En esos días, uno de los vecinos del edificio que me cruzaba habitualmente en el ascensor y era el único con quien intercambiaba algunas palabras, me había visto contemplándolo, a metros de su lugar. Y una mañana, en el palier de entrada, me sacó el tema: Al tipo le gusta conversar, una vez me dijo que anda de paso, que viene de viajar por el mundo, y no sólo dibuja, a veces escribe. -Volvió? Se ve que estaba al tanto de sus últimas mudanzas y que me consideraba una especie de protectora del Loco o una especialista en el tema. Le conté que no había regresado a la misma esquina anterior, aunque el vecino ya lo supiera; que estaba viviendo en otra, cercana. Después el vecino recordó que había escuchado al Loco una vez cuando simulaba hablar por un teléfono público; disentí: yo lo oí hablar realmente y pedir helado, al rato, un cadete de la heladería le llevaba el pedido a su pequeño campamento (a su guarida). Seguimos conversando sobre sus peculiaridades y él especuló sobre el origen, sobre la historia trágica que lo habría llevado a vivir en la calle. No sabíamos su nombre.

Enmudecí. Me di cuenta de que estaba preocupada por él pero nunca me había atrevido a mirarlo de frente, cara a cara; lo que sabía, lo sabía porque lo espiaba de lejos o, si pasaba a su lado, lo observaba por el rabillo del ojo, tratando de que no se diera cuenta. Me daba pudor enfrentarlo, que se sintiese acosado por mi mirada, creí en aquel momento. El vecino volvió a preguntar en qué esquina lo había encontrado en los días recientes y esta vez le respondí con la precisión que seguramente aguardaba, con nombres de calles que cruzan y descripción del ancho de la vereda y de los negocios u otras referencias próximas al lugar. Hizo un gesto de alivio: Temí que el barrio lo perdiera.

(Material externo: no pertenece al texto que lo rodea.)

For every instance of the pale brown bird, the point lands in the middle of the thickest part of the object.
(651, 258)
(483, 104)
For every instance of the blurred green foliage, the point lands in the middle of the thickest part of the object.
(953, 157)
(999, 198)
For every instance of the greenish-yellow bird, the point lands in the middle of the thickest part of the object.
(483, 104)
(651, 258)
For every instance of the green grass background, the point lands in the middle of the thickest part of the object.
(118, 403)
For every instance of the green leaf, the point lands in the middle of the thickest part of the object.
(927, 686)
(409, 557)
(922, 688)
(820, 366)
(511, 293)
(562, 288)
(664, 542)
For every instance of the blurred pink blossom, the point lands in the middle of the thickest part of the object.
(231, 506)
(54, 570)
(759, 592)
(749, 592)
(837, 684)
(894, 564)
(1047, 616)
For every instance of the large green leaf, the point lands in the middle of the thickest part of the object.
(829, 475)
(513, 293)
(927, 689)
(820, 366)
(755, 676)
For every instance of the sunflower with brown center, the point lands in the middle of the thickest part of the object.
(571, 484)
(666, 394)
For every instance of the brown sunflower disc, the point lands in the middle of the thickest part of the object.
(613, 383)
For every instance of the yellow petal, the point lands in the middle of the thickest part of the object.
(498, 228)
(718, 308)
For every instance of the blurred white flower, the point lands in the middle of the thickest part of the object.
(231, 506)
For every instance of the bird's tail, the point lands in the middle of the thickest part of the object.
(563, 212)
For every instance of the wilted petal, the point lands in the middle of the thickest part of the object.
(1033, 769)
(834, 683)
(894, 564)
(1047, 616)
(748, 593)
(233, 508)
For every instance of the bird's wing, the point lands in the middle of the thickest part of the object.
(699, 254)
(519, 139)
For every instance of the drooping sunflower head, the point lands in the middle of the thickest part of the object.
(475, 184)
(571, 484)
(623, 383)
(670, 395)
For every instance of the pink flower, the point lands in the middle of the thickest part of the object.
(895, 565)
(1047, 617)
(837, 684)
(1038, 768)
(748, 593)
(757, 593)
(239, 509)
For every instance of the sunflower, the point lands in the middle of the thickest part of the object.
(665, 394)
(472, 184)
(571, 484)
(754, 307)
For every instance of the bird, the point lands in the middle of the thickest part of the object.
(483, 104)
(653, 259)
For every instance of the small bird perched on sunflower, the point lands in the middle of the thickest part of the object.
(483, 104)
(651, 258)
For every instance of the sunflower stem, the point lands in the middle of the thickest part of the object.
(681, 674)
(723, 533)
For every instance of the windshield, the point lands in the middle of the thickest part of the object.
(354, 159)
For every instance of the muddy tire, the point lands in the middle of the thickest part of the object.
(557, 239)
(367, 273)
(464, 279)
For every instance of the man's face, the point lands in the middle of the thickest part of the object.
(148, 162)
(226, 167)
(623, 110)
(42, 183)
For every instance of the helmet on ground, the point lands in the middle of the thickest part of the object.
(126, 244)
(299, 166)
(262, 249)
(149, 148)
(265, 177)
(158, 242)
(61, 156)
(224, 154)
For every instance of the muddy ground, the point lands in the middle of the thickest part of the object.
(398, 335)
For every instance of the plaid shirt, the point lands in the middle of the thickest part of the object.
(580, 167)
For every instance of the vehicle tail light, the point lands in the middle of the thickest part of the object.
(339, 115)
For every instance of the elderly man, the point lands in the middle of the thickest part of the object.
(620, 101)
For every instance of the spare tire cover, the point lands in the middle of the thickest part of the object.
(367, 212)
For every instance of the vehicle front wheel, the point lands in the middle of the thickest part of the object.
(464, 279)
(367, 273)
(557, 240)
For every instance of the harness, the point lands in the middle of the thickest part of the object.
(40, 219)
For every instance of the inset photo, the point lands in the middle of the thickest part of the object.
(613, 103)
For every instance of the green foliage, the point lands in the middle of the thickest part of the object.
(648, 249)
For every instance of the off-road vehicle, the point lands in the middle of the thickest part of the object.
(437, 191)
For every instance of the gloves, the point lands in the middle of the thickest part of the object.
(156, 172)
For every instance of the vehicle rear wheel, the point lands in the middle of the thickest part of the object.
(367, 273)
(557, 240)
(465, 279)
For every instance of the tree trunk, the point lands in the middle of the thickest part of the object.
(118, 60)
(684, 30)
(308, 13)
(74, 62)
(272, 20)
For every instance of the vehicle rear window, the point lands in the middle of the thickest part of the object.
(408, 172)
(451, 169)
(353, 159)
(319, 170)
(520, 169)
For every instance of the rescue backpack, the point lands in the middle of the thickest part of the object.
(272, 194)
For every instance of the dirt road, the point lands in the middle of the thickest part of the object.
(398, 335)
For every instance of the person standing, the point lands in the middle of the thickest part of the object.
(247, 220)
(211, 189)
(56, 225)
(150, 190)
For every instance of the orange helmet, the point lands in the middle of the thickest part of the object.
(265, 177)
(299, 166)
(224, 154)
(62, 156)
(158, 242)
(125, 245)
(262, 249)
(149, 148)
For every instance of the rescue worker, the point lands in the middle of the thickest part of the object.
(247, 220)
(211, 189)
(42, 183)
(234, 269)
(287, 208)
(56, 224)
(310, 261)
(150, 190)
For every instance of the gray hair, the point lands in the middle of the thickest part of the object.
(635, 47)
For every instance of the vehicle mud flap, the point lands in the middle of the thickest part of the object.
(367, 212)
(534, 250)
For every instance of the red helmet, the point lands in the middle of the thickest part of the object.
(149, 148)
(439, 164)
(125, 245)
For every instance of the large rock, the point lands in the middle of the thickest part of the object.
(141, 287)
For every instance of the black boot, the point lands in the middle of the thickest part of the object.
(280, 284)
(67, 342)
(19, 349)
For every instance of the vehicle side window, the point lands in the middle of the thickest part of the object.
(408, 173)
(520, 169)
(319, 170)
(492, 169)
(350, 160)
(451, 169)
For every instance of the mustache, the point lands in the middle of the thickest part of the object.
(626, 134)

Esa noche me costó dormir. A la mañana siguiente lo encontré (había salido a buscarlo) sentado entre sus cosas; tomaba café en un vasito de plástico, con la mirada perdida. Hacía mucho frío y él tenía las piernas cubiertas por una frazada. Me detuve a su lado y lo saludé con la mirada clavada en sus manos, en el vaso de café. Después le pedí -mi voz era un susurro; temblaba- que me mostrara los dibujos. Tardó en responder, en entender tal vez; sonrió apenas y me extendió con gesto mecánico el cuaderno. Estaba abierto en una de las páginas y mostraba un boceto a lápiz, inconcluso. Di vuelta la hoja, la misma imagen ocupaba todo el espacio, pero más completa, con detalles. Vi otra página, parecida.

Era el dibujo de una tumba en la tierra, de una lápida rodeada de lirios, de un cementerio antiguo. En la lápida no se leía ningún nombre, sólo fechas, palabras en inglés, signos. Traduje la evidencia con los ojos húmedos: "Aquí yace alguien cuyo nombre fue escrito en el agua". No me atreví a intentar, siquiera, mirarlo a la cara.